Note: This editorial has been updated to correct factual errors.
A healthy community fosters a forward-thinking approach while recognizing and appreciating its history. Los Altos is such a community.
The Downtown Vision project that is set to wrap up this year stands to establish an exciting blueprint for a vibrant city center in the decades ahead. On the history side, Los Altos boasts a state-of-the-art museum that is the envy of surrounding communities.
However, one blemish on the city’s historical focus concerns Halsey House, located in the Redwood Grove preserve. The 1920s-era, 3,400-square-foot building is one of 22 historical landmarks in Los Altos. The building has been dormant for nearly a decade after the city shuttered it in 2008, citing “health and safety code concerns.” The city faces a dilemma regarding Halsey House: Pay or fund- raise for a significant amount of money (possibly $3.2 million) to restore/rebuild the structure, or demolish it.
Ardent historians, such as members of Friends of Redwood Grove, don’t want to lose Halsey House.
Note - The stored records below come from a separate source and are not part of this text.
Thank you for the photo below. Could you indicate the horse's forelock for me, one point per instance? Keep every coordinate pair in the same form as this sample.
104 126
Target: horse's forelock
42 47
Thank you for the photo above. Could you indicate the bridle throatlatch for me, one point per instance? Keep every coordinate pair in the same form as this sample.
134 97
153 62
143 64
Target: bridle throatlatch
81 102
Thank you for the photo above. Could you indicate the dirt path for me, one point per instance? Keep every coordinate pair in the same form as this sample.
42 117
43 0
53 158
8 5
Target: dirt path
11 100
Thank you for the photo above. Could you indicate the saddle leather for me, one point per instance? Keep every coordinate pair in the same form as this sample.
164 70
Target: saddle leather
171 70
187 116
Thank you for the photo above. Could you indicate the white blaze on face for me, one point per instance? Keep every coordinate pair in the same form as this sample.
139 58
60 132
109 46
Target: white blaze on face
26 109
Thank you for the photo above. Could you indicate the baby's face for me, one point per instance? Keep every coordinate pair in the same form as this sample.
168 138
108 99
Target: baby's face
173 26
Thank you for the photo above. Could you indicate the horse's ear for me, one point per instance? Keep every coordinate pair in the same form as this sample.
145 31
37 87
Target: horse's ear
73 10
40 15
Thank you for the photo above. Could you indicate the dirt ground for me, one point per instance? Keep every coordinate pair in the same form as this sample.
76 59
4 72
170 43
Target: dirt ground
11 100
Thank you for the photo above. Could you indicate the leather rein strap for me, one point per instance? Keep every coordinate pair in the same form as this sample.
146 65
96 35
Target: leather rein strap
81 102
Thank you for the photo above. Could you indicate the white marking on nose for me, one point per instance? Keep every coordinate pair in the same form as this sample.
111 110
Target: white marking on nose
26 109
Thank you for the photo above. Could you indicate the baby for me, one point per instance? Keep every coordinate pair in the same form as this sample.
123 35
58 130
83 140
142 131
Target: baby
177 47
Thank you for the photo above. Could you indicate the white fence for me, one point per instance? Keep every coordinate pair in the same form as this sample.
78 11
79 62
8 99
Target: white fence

They’ve raised $25,000 for a study of potential uses and resultant costs.
The problem at this stage is that there is no designated plan for reuse and no real funding commitment. Certainly, having a strong plan in hand could inspire donors.
On a split 3-2 vote, the Los Altos City Council Jan. 23 directed staff to take “temporary measures” to protect Halsey House and instructed the Historical Commission to work with city staff to submit a grant application to the Santa Clara County Historical Heritage Commission for reconstruction funds.
The city’s commitment to rebuilding Hillview Community Center means funds for reconstruction likely won’t come from the city. The best bet lies in a specific plan and private fundraising.
Although saving Halsey House is an admirable effort, let’s look at reality. A decade has gone by with no progress. How many more years will the building be withering away while the city and supporters mull Band-Aid fixes?
A timeline and deadline must be set for developing a plan for preserving Halsey House – say, another three years. If there’s still no progress, it should be demolished. Redwood tree seedlings would be an appropriate substitute in this beloved Los Altos preserve.